Ехали долго и быстро. Василий, после стольких лишений и после сугрева, расслабился. Теперь он ни за что и ни за кого, кроме себя, не отвечал, потому и мысли начали никнуть. С версту не доезжая до линии немецкого дозора, притормозили. А в полуверсте от него совсем остановились.
Послали двоих в разведку. Они вернулись минут через сорок и сообщили, что разъезд проезжает очень часто: или они навстречу друг другу едут, или одна и та же группа, имея небольшой участок, «челночит» по нему беспрестанно.
Стали цепочкой подбираться к линии, но, не достигнув ее, остановились. Пашу Федяева Петренко послал вперед и наказал:
— Близко туда не подъезжай, а как проедут они и слышать их перестанешь, тихонько свистни. Да не торопись, хорошенько прислушайся, может, с другой стороны топот послышится. А только ты знак подашь, — мы броском на свою сторону. Там уж лошадушки пусть выручают.

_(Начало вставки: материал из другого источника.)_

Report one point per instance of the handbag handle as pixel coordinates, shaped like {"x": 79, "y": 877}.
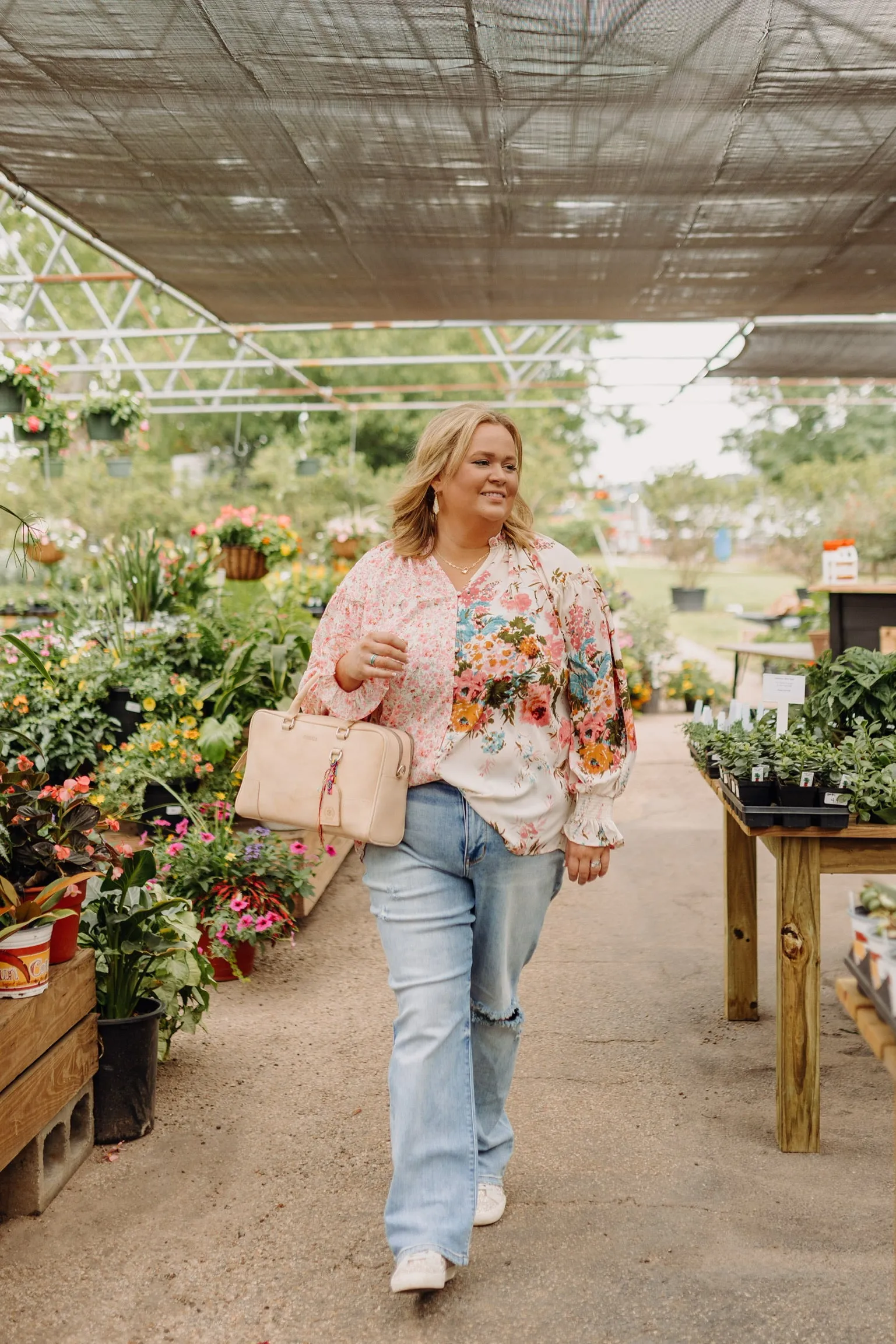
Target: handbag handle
{"x": 292, "y": 714}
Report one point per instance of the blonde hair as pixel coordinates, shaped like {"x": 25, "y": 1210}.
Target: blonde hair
{"x": 440, "y": 452}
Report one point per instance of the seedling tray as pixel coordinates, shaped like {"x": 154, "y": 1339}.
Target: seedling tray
{"x": 829, "y": 817}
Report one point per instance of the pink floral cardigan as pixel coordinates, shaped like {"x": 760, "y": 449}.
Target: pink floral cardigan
{"x": 514, "y": 691}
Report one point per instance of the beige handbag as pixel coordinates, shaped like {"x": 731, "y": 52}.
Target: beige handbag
{"x": 327, "y": 774}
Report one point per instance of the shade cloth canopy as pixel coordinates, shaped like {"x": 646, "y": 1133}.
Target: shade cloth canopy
{"x": 487, "y": 159}
{"x": 816, "y": 350}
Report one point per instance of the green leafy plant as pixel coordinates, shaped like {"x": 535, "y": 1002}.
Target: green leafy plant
{"x": 858, "y": 687}
{"x": 131, "y": 929}
{"x": 121, "y": 406}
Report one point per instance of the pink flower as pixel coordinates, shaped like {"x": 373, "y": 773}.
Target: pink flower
{"x": 536, "y": 707}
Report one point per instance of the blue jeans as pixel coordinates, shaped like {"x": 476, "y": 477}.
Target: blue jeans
{"x": 458, "y": 915}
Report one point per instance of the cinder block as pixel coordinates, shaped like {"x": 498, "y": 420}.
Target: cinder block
{"x": 53, "y": 1156}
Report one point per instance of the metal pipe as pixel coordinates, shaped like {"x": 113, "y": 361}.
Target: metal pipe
{"x": 22, "y": 196}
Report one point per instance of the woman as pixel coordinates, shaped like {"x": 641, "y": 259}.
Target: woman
{"x": 495, "y": 650}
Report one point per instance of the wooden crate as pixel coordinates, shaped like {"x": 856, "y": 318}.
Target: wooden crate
{"x": 49, "y": 1049}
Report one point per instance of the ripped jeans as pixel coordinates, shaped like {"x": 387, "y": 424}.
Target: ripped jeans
{"x": 458, "y": 917}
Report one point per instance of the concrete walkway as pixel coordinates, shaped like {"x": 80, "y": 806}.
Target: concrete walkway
{"x": 646, "y": 1199}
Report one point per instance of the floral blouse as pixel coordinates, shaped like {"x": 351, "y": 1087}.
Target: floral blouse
{"x": 514, "y": 690}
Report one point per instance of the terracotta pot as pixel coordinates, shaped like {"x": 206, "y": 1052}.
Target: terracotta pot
{"x": 244, "y": 562}
{"x": 346, "y": 550}
{"x": 820, "y": 641}
{"x": 64, "y": 942}
{"x": 46, "y": 553}
{"x": 245, "y": 956}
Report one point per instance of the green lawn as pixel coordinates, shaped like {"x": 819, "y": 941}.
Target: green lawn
{"x": 734, "y": 582}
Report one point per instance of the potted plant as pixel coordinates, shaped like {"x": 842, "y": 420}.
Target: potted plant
{"x": 51, "y": 832}
{"x": 688, "y": 511}
{"x": 47, "y": 542}
{"x": 147, "y": 776}
{"x": 692, "y": 682}
{"x": 108, "y": 415}
{"x": 242, "y": 886}
{"x": 26, "y": 931}
{"x": 352, "y": 535}
{"x": 250, "y": 539}
{"x": 128, "y": 922}
{"x": 24, "y": 384}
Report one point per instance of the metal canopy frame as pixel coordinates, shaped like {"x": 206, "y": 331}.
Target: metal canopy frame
{"x": 190, "y": 362}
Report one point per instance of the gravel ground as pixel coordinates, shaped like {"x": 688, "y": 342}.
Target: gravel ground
{"x": 646, "y": 1198}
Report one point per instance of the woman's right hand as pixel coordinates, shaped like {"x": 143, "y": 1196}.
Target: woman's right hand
{"x": 377, "y": 656}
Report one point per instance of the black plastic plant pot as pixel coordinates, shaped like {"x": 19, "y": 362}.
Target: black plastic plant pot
{"x": 688, "y": 600}
{"x": 100, "y": 426}
{"x": 124, "y": 1089}
{"x": 121, "y": 704}
{"x": 756, "y": 795}
{"x": 796, "y": 796}
{"x": 11, "y": 399}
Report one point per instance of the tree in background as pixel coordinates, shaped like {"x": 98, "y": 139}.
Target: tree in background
{"x": 688, "y": 510}
{"x": 825, "y": 471}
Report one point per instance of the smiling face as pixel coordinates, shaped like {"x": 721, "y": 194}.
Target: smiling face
{"x": 486, "y": 486}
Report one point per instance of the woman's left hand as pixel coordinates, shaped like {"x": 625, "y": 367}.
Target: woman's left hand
{"x": 585, "y": 862}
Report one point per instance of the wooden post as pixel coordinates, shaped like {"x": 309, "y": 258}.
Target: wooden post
{"x": 798, "y": 994}
{"x": 742, "y": 976}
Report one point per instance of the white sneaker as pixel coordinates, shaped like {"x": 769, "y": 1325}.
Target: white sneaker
{"x": 491, "y": 1203}
{"x": 422, "y": 1272}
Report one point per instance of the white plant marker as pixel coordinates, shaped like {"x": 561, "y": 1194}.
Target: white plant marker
{"x": 783, "y": 691}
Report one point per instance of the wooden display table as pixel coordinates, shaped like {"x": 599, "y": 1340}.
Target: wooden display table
{"x": 801, "y": 857}
{"x": 49, "y": 1049}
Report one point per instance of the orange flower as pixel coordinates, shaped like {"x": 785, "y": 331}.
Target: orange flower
{"x": 465, "y": 717}
{"x": 595, "y": 757}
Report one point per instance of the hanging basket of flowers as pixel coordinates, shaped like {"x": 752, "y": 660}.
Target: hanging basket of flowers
{"x": 250, "y": 541}
{"x": 108, "y": 415}
{"x": 23, "y": 386}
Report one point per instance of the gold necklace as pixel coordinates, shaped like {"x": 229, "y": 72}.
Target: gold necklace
{"x": 452, "y": 566}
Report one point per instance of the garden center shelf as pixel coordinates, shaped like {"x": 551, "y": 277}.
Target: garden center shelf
{"x": 858, "y": 613}
{"x": 49, "y": 1054}
{"x": 801, "y": 857}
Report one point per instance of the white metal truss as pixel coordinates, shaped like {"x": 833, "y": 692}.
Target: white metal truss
{"x": 61, "y": 297}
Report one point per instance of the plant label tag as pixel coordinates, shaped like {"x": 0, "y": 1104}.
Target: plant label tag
{"x": 783, "y": 689}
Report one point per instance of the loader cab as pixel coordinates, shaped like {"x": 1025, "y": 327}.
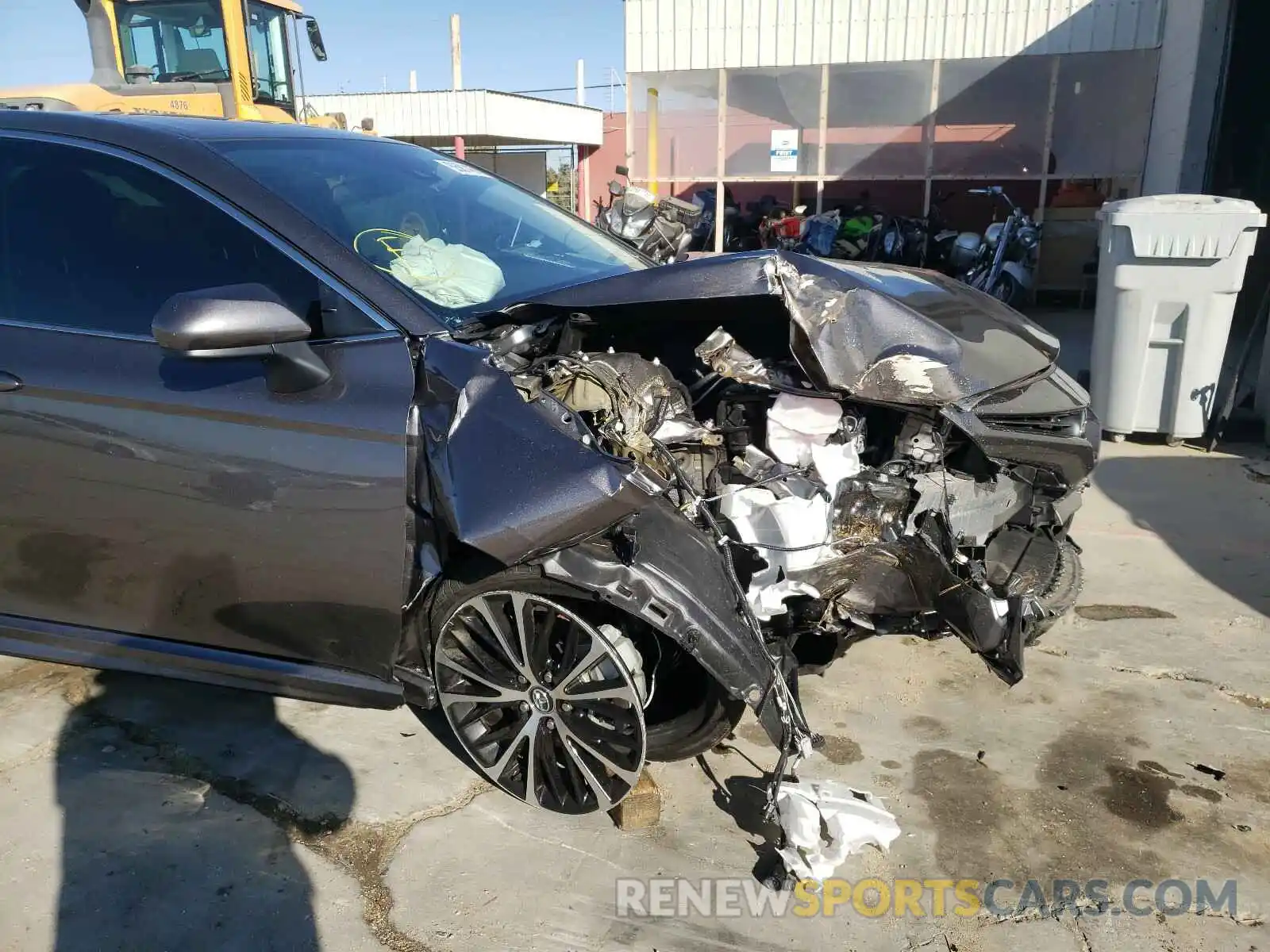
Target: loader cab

Ждать пришлось недолго. Все сидели в седлах, пригнувшись, будто готовые раньше коней прыгнуть в темную бездну. У Паши получился не свист, а вроде бы резкий короткий писк — «ч-чиу!»
Рванулись кони. И как ни мягка была размокшая почва, шум от десятков копыт, выдергиваемых из трясины, донесся к уланам. Правда, пока они остановились, прислушались и поняли, что к чему, наши разведчики были уже далеко, но все-таки не удержались от погони, открыли слепую стрельбу, рассыпались цепью и не щадили коней.
А нашим теперь хоть пулей лететь, все равно казалось бы не быстро. Да пули-то все-таки настигали их. Держась рядом с Григорием, Василий скакал, пригнувшись к гриве коня. Вдруг вроде бы беспричинно выпрямился он резко и тут же начал оседать.
— Чего ты? — метнулся к нему Григорий, подхватив под руку.
— Ну, теперь всё! — словно бы даже с радостью воскликнул Василий.
— Чего все-то? — кричал Григорий, тормоша его за руку, будто пытаясь разбудить.
— Да отцепись ты, руку больно. Плечо зацепила, стерва!
Вот оно как выходит. Сколько пуль за ночь в него летело, и все обошли, всем дорога рядом нашлась. А тут шальная, бесцельно пущенная в кромешную тьму пуля сыскала себе живую цель!
— Ну, сидеть-то сможешь? Не упадешь?
— Не упаду. Скачи, не отставай!
Боясь напороться на русскую заставу, версты через три отстали немцы. Разведчики вздохнули свободно и, чувствуя себя уже дома, перешли на легкую рысь, а потом и на шаг. От взмыленных, коней валил белый пар, видимый даже в темноте.
Утро пока не проклевывалось. За такими тучами и дня не видать.
— Слышь, командир! — без опаски, во весь голос крикнул Григорий. — Остановиться надоть.
— Приспичило, что ли, кому-то? — спросил, не оборачиваясь, Петренко.
— Рослова перевязать надоть.
Петренко натянул поводья и, подняв руку, остановил спутников.
— Раньше-то чего ты молчал, когда всех перевязывали? — недовольно спросил он Василия, подъезжая к нему.
— Стало быть, не об чем говорить-то было! — сердито отозвался Василий. Не слезая с седла, он снял шинель, гимнастерку. Стащил и нижнюю рубаху. Вся левая половина ее пропитана была кровью.
Григорий распластал эту рубаху, наложил на продолговатую рану пакет и начал пеленать друга.
— Дак чего ж ты давеча-то сказал так? — допытывался он.